An editorial in "The Wall Street Journal Europe" also considers the August 1991 coup attempt and examines the attitude of Russian people today toward reform. The paper writes that, a decade on, "Russia seems beset by another kind of loss of belief: the belief that what was achieved on those hot August days was worth gaining."

It continues: "[Former Russian President Boris] Yeltsin spent his later years in power squandering the promise of the liberty he had delivered through corrupt and incompetent governance. Though in Moscow and Petersburg one now finds a Western-oriented middle class, much of the country is beset by woes -- from a never-ending war in Chechnya, to declining health and living standards, to pervasive lawlessness -- that have given democracy a bad name. And it is this that has allowed [President Vladimir] Putin to attain the popularity he now enjoys, even as his government becomes increasingly intolerant of such pesky liberal hobbyhorses as freedom of the press."

THE TIMES:

Britain's "The Times" writes that the 10th anniversary of Russia's coup attracted only about 100 people to commemorate the event outside Moscow's former seat of parliament. "The Times" writes: "Those who returned to the scene yesterday [Sunday] used the anniversary to protest at the betrayal of their hopes and the failure of subsequent reforms to underpin democracy or prevent the rise of the oligarchs. But the overwhelming majority of Russians have marked the anniversary with indifference."

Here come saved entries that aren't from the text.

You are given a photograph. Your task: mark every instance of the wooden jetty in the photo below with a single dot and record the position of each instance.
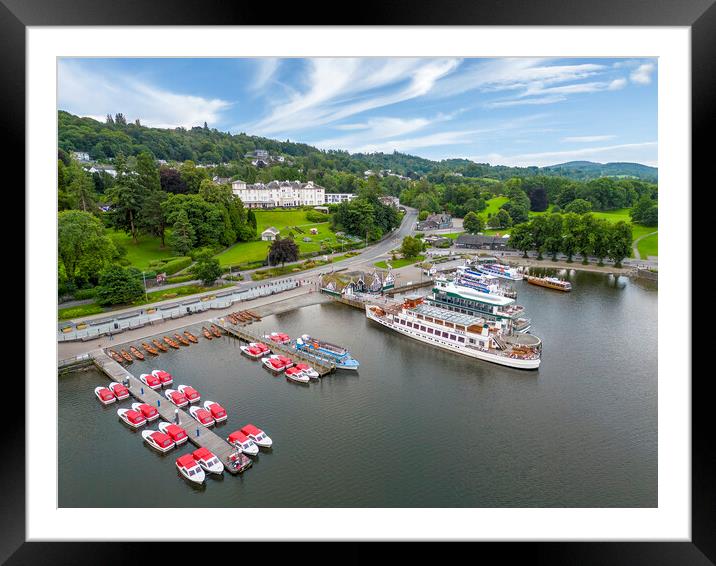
(206, 438)
(323, 367)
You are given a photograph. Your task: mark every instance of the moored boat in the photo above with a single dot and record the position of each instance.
(158, 440)
(148, 411)
(177, 433)
(259, 437)
(105, 396)
(208, 460)
(202, 416)
(133, 418)
(218, 412)
(190, 468)
(550, 282)
(119, 390)
(243, 443)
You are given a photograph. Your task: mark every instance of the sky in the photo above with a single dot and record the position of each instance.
(503, 111)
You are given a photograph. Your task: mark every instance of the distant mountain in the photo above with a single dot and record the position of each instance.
(589, 170)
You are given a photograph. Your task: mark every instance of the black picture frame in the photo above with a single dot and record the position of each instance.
(699, 15)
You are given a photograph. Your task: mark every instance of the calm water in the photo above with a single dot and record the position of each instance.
(416, 426)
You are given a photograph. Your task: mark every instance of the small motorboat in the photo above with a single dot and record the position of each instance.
(150, 413)
(273, 364)
(133, 418)
(177, 433)
(150, 349)
(159, 345)
(181, 339)
(163, 376)
(136, 353)
(104, 395)
(308, 370)
(190, 393)
(150, 380)
(253, 351)
(295, 374)
(176, 397)
(208, 460)
(202, 415)
(257, 435)
(116, 357)
(243, 443)
(158, 440)
(218, 412)
(119, 390)
(190, 468)
(279, 337)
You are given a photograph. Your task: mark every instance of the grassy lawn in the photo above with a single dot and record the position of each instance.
(402, 262)
(649, 246)
(285, 221)
(140, 254)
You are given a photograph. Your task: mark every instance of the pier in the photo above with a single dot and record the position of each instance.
(323, 366)
(206, 438)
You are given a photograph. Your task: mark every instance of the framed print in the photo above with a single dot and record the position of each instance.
(395, 279)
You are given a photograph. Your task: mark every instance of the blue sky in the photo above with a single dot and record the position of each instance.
(505, 111)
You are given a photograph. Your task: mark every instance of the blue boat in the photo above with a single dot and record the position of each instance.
(325, 351)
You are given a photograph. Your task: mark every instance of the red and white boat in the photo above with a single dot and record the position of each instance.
(133, 418)
(208, 460)
(295, 374)
(279, 337)
(176, 397)
(308, 370)
(273, 364)
(255, 350)
(191, 394)
(119, 390)
(177, 433)
(257, 435)
(243, 443)
(158, 440)
(150, 413)
(104, 395)
(150, 380)
(202, 415)
(190, 469)
(218, 412)
(164, 376)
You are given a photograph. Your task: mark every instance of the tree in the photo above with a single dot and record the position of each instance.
(119, 285)
(521, 238)
(579, 206)
(282, 250)
(83, 248)
(206, 268)
(620, 242)
(182, 235)
(472, 223)
(411, 247)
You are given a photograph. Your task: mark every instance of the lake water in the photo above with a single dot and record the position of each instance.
(416, 426)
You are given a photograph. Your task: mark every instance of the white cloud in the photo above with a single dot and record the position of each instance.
(642, 74)
(645, 153)
(339, 88)
(587, 139)
(93, 94)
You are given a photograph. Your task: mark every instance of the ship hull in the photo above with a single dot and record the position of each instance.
(480, 355)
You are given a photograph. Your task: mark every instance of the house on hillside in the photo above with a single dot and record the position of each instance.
(270, 234)
(481, 242)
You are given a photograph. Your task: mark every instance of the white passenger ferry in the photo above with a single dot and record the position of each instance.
(465, 334)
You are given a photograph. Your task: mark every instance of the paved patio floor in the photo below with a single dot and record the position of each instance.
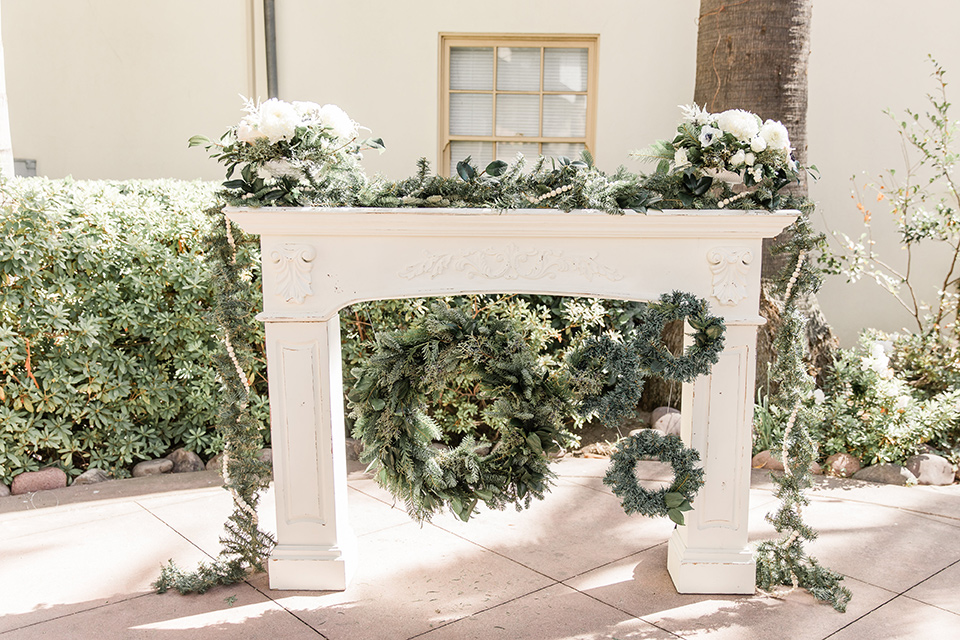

The paper goes on to suggest the reasons for this indifference, and writes: "For the younger generation, the coup is irrelevant, an echo of a past so distant that it is a foreign land. They take the momentous changes of the past decade for granted. Indeed, newsreel films of Brezhnev and stilted party meetings provoke only titters and naive questions about why voters put up with him for 17 years.

"For the middle generation," the newspaper continues, "the attempted putsch epitomized the incompetence of a fossilized system: Even a coup was bungled by ditherers whose attempt to reimpose order led only to disorder and disintegration. And for the older generation of authoritarians, who made no secret of their yearning for the old ways, there is no need for regret: they find the tone of the Putin administration comfortingly familiar."